Paper No. 6
Presentation Time: 10:15 AM
MAPPING AND KINEMATIC INTERPRETATION OF THE FRIES AND GOSSAN-LEAD FAULTS IN NORTHWEST NORTH CAROLINA
Mapping and structural analysis was conducted to investigate the kinematics and relationships between the Fries and Gossan-Lead faults in northwest North Carolina. The mapping was done in the northern portion of the Jefferson quadrangle and the northern and central sections of the Warrensville quadrangle in Ashe County and was a continuation of previous mapping done in the Grassy Creek and Mouth of Wilson quadrangles.
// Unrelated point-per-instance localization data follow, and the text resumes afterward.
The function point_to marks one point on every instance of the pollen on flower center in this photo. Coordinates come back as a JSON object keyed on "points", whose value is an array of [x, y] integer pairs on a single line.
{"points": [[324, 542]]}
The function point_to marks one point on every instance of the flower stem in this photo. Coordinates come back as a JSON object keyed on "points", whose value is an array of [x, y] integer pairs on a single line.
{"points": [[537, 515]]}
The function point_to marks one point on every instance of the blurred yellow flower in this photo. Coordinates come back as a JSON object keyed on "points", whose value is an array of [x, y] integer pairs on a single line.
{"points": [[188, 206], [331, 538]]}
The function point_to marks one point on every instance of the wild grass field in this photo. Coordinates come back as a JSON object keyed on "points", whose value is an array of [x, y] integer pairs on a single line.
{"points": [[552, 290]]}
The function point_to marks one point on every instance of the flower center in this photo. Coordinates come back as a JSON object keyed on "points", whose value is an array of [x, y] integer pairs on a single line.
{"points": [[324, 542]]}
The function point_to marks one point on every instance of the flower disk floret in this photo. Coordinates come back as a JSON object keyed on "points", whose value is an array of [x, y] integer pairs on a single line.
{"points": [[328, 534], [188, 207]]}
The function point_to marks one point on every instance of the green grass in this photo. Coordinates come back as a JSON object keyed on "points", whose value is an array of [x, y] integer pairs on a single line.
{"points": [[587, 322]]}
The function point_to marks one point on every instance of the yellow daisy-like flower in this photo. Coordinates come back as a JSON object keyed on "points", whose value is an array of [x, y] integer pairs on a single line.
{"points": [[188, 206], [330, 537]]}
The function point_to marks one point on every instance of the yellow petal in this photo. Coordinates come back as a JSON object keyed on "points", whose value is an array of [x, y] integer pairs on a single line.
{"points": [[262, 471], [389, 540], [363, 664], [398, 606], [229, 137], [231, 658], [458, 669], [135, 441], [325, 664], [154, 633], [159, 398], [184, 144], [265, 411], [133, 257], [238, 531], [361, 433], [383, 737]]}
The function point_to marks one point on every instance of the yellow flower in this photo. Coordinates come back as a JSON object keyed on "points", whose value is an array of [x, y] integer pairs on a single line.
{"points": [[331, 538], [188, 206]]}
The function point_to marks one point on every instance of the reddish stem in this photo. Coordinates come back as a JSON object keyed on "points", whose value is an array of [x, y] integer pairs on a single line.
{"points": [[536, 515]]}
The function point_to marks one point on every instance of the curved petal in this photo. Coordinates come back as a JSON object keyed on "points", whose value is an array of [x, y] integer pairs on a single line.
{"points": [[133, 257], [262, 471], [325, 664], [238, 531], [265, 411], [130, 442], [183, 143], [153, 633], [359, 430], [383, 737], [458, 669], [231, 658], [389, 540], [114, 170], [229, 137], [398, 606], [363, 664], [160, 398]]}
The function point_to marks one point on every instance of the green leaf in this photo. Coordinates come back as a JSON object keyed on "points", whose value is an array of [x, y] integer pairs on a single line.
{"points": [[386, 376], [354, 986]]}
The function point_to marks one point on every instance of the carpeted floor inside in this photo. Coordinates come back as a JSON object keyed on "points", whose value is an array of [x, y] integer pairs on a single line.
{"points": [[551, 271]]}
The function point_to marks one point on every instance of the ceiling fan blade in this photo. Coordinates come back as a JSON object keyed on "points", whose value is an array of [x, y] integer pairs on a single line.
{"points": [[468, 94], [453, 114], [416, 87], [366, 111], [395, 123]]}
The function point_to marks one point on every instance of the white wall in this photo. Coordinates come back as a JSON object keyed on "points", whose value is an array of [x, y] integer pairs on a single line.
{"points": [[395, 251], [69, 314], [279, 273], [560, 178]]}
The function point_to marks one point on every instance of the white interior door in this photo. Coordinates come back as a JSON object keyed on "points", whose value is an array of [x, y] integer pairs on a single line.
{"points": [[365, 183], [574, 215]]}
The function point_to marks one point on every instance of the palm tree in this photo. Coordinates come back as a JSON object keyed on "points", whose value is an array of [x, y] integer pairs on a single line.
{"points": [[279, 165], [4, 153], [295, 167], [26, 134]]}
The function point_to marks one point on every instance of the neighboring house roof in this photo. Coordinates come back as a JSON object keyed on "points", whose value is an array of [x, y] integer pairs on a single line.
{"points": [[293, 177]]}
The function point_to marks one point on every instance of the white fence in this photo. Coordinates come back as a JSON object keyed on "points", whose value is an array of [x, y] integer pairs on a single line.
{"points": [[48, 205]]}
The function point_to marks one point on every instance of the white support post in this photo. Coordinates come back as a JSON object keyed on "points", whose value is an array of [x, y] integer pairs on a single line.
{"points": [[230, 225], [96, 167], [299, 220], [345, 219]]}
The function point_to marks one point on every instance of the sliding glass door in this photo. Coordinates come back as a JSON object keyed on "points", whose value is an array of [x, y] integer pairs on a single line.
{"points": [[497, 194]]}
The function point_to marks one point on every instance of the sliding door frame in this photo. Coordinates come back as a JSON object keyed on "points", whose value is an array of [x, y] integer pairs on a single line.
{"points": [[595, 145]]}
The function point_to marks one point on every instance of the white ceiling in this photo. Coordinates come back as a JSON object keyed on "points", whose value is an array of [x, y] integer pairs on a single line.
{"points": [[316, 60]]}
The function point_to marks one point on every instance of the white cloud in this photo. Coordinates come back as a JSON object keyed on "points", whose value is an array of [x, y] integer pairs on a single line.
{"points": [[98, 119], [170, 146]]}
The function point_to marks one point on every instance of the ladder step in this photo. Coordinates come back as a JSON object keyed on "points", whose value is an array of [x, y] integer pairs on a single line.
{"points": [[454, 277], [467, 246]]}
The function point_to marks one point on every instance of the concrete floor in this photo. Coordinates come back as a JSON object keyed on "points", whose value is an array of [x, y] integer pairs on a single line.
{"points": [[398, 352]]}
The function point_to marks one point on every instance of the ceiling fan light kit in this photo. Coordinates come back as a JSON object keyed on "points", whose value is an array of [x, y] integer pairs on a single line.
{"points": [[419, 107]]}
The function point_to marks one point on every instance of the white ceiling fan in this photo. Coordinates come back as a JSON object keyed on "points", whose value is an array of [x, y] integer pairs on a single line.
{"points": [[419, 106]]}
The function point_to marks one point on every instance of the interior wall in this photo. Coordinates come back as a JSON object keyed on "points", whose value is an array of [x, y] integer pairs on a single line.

The sections of the Fries fault and Gossan-Lead fault mapped in this project were previously proposed as continuations of the Fries thrust fault and the Burnsville strike-slip fault, respectively. During mapping the mineral assemblages, structural orientations, and kinematic indicators were identified in order to determine the distribution and type of motion along the faults. We determined that both the faults are kilometer-scale ductile shear zones and mylonites are pervasive in both the hanging wall and footwall. The Gossan-Lead fault is distinguished by the Ashe Metamorphic Suite in the hanging wall and basement gneisses in the footwall, whereas the Fries fault is characterized by a mylonite zone entirely within the basement. The Ashe Metamorphic Suite contains meta-sedimentary and meta-igneous rocks including graphitic schist, metagreywacke, pelitic schist, chlorite actinolite schist, and amphibolites. Rocks of the basement include granitic and biotite gneisses. Both the Gossan-Lead and the Fries faults dominantly strike northeast and dip southeast. We determined top to the northwest hanging wall displacement in the Ashe Metamorphic Suite based on SE-plunging mineral lineations, S-C fabric, and tails on garnet porphyroblasts in the amphibolites that are consistent with top to the northwest thrusting. Kinematic indicators in the basement associated with both the Fries and Gossan-Lead faults include SE-plunging mineral lineations, an S-C fabric, and occasional feldspar augen that indicate top to the northwest motion. Our mapping and kinematic analysis indicates that the Gossan-Lead fault is unlikely to be a continuation of the Burnsville fault because of the lack of evidence we found for strike-slip motion.